Machine learning to enable bug free chips

4 mins read

Two years ago, ARM decided to investigate the way in which its teams undertake hardware design. Using tools developed for cloud computing, the company now sifts through every result from the thousands of tests and simulations it runs on a daily basis in order to look for patterns.

“RTL verification generates a lot of data,” Bryan Dickman, director of engineering analytics in ARM’s technology services group, told the TV&S Verification Futures seminar earlier in 2017. “It’s becoming a big-data problem.” One of the questions which ARM wants to answer is ‘are we running dumb cycles?’.

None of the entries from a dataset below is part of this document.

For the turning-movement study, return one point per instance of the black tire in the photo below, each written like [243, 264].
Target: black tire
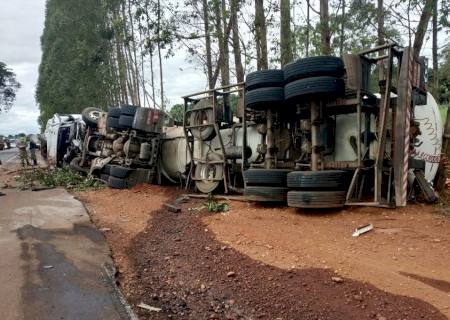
[120, 172]
[128, 110]
[329, 87]
[336, 180]
[266, 194]
[314, 67]
[316, 199]
[90, 116]
[75, 165]
[112, 122]
[264, 78]
[264, 97]
[125, 121]
[114, 112]
[117, 183]
[198, 117]
[107, 169]
[266, 177]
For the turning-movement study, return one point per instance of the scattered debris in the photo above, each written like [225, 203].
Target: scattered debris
[337, 279]
[214, 206]
[51, 178]
[149, 308]
[40, 188]
[182, 199]
[171, 207]
[362, 230]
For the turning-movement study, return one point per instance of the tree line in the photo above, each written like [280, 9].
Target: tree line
[110, 52]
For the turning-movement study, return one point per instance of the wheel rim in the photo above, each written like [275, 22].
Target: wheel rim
[94, 115]
[209, 173]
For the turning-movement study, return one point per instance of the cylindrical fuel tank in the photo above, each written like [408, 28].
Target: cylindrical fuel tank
[429, 142]
[175, 156]
[144, 154]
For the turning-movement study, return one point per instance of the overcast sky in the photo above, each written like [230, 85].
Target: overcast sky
[21, 27]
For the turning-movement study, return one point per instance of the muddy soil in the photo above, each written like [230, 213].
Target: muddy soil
[407, 253]
[174, 261]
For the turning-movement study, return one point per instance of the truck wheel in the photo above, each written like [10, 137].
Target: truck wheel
[126, 121]
[114, 112]
[314, 67]
[90, 116]
[316, 199]
[128, 110]
[120, 172]
[264, 78]
[266, 194]
[117, 183]
[209, 175]
[336, 180]
[112, 122]
[266, 177]
[328, 87]
[107, 169]
[202, 116]
[264, 97]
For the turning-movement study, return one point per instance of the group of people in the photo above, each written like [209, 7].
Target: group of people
[22, 145]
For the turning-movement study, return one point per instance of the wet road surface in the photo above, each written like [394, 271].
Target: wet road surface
[52, 260]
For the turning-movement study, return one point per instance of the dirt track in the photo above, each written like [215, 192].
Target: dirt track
[257, 262]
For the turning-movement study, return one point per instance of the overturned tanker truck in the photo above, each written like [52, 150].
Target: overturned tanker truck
[316, 134]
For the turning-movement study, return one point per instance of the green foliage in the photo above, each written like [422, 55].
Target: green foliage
[212, 205]
[8, 87]
[215, 206]
[360, 30]
[59, 178]
[74, 72]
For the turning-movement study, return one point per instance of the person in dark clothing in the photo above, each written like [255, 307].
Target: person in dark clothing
[33, 148]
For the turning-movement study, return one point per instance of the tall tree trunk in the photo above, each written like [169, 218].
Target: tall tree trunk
[422, 26]
[151, 52]
[208, 44]
[234, 4]
[161, 77]
[342, 35]
[435, 53]
[285, 32]
[134, 57]
[308, 23]
[222, 39]
[325, 35]
[152, 76]
[380, 31]
[261, 35]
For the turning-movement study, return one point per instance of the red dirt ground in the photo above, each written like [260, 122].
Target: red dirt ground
[269, 263]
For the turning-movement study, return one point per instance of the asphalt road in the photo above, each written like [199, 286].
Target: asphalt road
[54, 263]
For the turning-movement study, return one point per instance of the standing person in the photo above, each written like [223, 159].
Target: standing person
[22, 146]
[33, 148]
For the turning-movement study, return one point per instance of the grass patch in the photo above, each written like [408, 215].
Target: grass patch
[65, 177]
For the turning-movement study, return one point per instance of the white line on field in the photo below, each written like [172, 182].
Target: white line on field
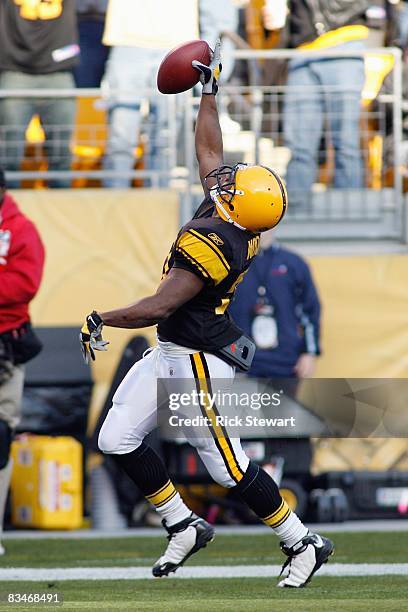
[213, 571]
[349, 526]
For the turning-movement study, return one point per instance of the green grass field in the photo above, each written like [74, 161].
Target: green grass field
[257, 594]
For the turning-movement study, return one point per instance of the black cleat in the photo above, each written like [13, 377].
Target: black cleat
[185, 539]
[304, 559]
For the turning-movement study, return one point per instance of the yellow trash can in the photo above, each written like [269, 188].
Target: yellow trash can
[46, 482]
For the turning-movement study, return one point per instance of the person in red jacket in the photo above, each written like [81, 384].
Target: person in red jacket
[21, 268]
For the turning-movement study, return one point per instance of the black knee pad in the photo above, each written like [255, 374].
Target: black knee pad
[5, 443]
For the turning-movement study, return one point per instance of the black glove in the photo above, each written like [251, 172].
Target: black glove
[210, 74]
[90, 337]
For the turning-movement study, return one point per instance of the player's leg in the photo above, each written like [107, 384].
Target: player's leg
[133, 415]
[11, 392]
[230, 467]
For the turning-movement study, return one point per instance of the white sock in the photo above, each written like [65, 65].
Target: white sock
[174, 511]
[5, 475]
[291, 531]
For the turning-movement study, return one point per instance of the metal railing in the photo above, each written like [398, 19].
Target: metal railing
[372, 209]
[255, 120]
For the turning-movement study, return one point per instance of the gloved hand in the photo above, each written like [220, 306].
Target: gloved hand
[210, 74]
[90, 337]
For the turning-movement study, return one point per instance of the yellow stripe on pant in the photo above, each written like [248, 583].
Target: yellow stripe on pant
[163, 495]
[279, 516]
[220, 436]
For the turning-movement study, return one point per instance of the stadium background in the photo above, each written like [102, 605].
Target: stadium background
[106, 247]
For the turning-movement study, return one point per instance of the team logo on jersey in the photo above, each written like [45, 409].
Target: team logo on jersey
[215, 239]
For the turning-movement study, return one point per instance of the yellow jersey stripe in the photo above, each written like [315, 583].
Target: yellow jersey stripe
[212, 246]
[223, 442]
[203, 257]
[337, 37]
[163, 495]
[194, 262]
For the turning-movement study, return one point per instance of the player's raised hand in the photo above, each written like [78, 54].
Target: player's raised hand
[90, 337]
[210, 74]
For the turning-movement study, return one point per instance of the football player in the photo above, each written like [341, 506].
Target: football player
[198, 341]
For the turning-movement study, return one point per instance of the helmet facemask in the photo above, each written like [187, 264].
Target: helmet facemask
[225, 190]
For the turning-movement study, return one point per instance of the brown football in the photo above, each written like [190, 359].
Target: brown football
[176, 73]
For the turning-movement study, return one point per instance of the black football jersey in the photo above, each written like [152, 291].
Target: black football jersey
[220, 254]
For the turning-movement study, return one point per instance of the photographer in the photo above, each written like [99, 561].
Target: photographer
[21, 267]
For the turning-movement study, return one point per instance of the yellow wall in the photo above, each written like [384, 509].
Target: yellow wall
[365, 315]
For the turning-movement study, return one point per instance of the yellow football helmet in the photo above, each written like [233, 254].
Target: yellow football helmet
[253, 198]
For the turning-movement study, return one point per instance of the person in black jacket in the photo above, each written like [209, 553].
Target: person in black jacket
[323, 89]
[277, 304]
[39, 48]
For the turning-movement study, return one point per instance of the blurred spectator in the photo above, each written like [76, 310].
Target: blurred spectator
[403, 24]
[278, 306]
[91, 22]
[39, 49]
[322, 89]
[21, 267]
[140, 34]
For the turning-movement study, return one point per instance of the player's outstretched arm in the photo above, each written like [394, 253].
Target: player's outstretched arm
[178, 287]
[208, 137]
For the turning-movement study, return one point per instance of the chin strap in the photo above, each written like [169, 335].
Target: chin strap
[216, 199]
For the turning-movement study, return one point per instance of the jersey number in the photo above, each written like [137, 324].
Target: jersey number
[230, 294]
[39, 9]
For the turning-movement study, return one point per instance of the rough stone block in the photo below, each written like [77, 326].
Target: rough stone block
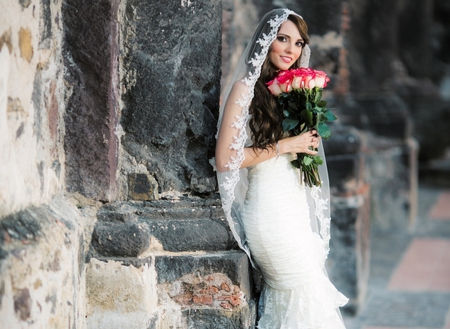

Dickman noted: “We do a lot of analytics around bugs. We drill into bugs by methodology and areas of the design: what methodologies find bugs and when. It is interesting to see how you are finding bugs against the amount of verification you are running. You can start asking questions like ‘I have been running lots of cycles, but no bugs were discovered: were they dumb cycles?’.”

So far, the emphasis has been on building visualisation tools to help engineers analyse the patterns. The next step is to build tools that can learn from the data. “We are looking at how we can take machine-learning algorithms and apply them to the data, then design predictive workflows that improve productivity,” Dickman said.

Machine learning (ML) has started to take hold across the EDA world in general and more than 20% of papers at the 2017 Design Automation Conference (DAC) dealt with ML techniques. But the applications are not going to be distributed evenly. Access to data is one of the biggest issues.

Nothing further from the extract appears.